Selected Honors/Awards

  • Redefining Doctoral Education Mini Grant, Center for the Humanities at Washington University in St. Louis (2025)
  • Hertlein-Whitehead Visiting Scholar Award, Pittsburg State University (2024)
  • Newberry Library/Midwest Modern Language Association Research Fellowship (2023)

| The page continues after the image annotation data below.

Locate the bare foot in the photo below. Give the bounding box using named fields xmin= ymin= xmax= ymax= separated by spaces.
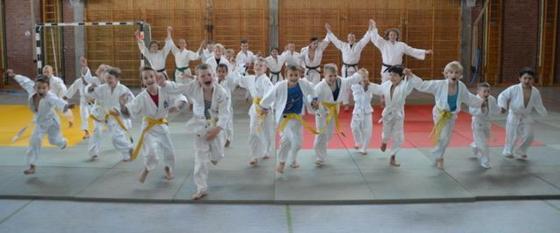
xmin=290 ymin=162 xmax=299 ymax=168
xmin=23 ymin=165 xmax=35 ymax=175
xmin=380 ymin=143 xmax=387 ymax=152
xmin=138 ymin=168 xmax=149 ymax=184
xmin=249 ymin=159 xmax=257 ymax=167
xmin=436 ymin=159 xmax=443 ymax=170
xmin=389 ymin=155 xmax=401 ymax=167
xmin=192 ymin=192 xmax=208 ymax=201
xmin=276 ymin=162 xmax=286 ymax=174
xmin=164 ymin=167 xmax=175 ymax=180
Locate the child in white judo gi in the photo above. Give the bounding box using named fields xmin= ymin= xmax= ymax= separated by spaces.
xmin=350 ymin=69 xmax=382 ymax=155
xmin=216 ymin=64 xmax=241 ymax=147
xmin=259 ymin=66 xmax=319 ymax=173
xmin=416 ymin=61 xmax=482 ymax=169
xmin=469 ymin=82 xmax=500 ymax=168
xmin=265 ymin=48 xmax=287 ymax=84
xmin=380 ymin=65 xmax=422 ymax=167
xmin=313 ymin=63 xmax=365 ymax=166
xmin=498 ymin=68 xmax=548 ymax=160
xmin=239 ymin=58 xmax=274 ymax=167
xmin=7 ymin=70 xmax=73 ymax=175
xmin=120 ymin=67 xmax=186 ymax=183
xmin=87 ymin=67 xmax=134 ymax=162
xmin=369 ymin=19 xmax=433 ymax=83
xmin=164 ymin=64 xmax=230 ymax=200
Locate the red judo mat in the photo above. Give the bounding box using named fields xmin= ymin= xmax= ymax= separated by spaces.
xmin=277 ymin=105 xmax=542 ymax=149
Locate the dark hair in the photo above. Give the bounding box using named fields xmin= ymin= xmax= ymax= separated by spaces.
xmin=286 ymin=65 xmax=300 ymax=76
xmin=216 ymin=63 xmax=228 ymax=71
xmin=105 ymin=67 xmax=121 ymax=78
xmin=384 ymin=28 xmax=401 ymax=41
xmin=519 ymin=67 xmax=535 ymax=78
xmin=385 ymin=65 xmax=404 ymax=76
xmin=476 ymin=82 xmax=490 ymax=89
xmin=140 ymin=66 xmax=156 ymax=72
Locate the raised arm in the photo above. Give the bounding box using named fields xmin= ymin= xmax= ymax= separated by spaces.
xmin=325 ymin=23 xmax=344 ymax=50
xmin=6 ymin=69 xmax=35 ymax=95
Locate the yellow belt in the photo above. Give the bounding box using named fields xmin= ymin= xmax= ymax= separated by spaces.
xmin=130 ymin=117 xmax=167 ymax=160
xmin=430 ymin=109 xmax=453 ymax=144
xmin=320 ymin=101 xmax=346 ymax=137
xmin=253 ymin=97 xmax=266 ymax=132
xmin=278 ymin=113 xmax=319 ymax=134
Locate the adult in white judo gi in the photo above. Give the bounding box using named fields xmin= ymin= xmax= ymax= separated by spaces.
xmin=7 ymin=70 xmax=72 ymax=175
xmin=164 ymin=64 xmax=230 ymax=200
xmin=350 ymin=69 xmax=382 ymax=155
xmin=469 ymin=82 xmax=500 ymax=168
xmin=416 ymin=61 xmax=482 ymax=169
xmin=120 ymin=67 xmax=186 ymax=183
xmin=498 ymin=68 xmax=548 ymax=159
xmin=170 ymin=26 xmax=204 ymax=83
xmin=259 ymin=66 xmax=319 ymax=173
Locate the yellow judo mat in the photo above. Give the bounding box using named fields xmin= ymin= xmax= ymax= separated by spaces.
xmin=0 ymin=105 xmax=92 ymax=147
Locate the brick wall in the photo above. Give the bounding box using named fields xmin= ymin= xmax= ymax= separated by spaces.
xmin=501 ymin=0 xmax=539 ymax=83
xmin=4 ymin=0 xmax=39 ymax=77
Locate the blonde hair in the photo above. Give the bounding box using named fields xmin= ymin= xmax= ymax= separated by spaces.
xmin=323 ymin=63 xmax=338 ymax=75
xmin=443 ymin=61 xmax=463 ymax=73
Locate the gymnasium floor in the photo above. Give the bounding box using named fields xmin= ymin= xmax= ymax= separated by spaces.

Presentations/Publications/Productions

Articles and Book Chapters

  • “The Transatlantic Radicalism of Eric Walrond, Claude McKay, Dorothy West, and W.E.B. Du Bois.” The Cambridge Companion to Fiction of the Harlem Renaissance, edited by Martha Patterson, Cambridge University Press, forthcoming.
  • “Pioneers and Populists: Sutton E. Griggs, Oscar Micheaux, and Independent Black Publishing at the Turn of the Century.” College Literature, vol. 51, no. 4, special issue “American Literary Institutions around 1900,” edited by Sheila Liming, Alexander Starre, and Florian Sedlmeier, fall 2024, pp. 587-615. Doi: 10.1353/lit.2024.a939756
  • “Anvil, the Forgotten Magazine of Heartland Marxism.” Jacobin, 23 Feb. 2025, https://jacobin.com/2025/02/anvil-magazine-midwest-communism-conroy. 

Book Reviews

  • Workers of All Colors Unite: Race and the Origins of American Socialism by Lorenzo Costaguta. H-Socialisms, H-Net, March 2024. https://www.h-net.org/reviews/showpdf.php?id=58851. 
  • To Make Negro Literature: Writing, Literary Practice, and African American Authorship by Elizabeth McHenry. Journal of the Midwest Modern Language Association (JMMLA), vol. 56, no. 2, fall 2023, pp. 145-149.

Conference Presentations

  • “The Little Red Songbook and the Legibility of the Oppressed.” Midwest Modern Language Association, Milwaukee, Wis., “Printed Sounds: Music and Print Cultures of the 20th Century,” Nov. 14-16, 2025.
  • “Sacco and Vanzetti: A Story of the Americanization of the Left.” Modernist Studies Association, Boston, Mass., “The Never-Ending Wrong: The Cultural Legacies of Sacco and Vanzetti at 100,” Oct. 9-12, 2025.
  • “Gateways and Borderlands: Teaching Writing and Rhetoric in a Divided St. Louis,” with Ryan Prewitt. Modern Language Association, New Orleans, LA, “Teaching the Rust Belt: How Emplaced Humanities Practices Can Re-Envision the Rust Belt,” Jan. 9-12, 2025.
  • Co-organizer, “Aestheticizing Politics/Politicizing Aesthetics: The St. Louis Symposium on Radicalism in U.S. Arts.” St. Louis Public Library, August 23-24, 2024.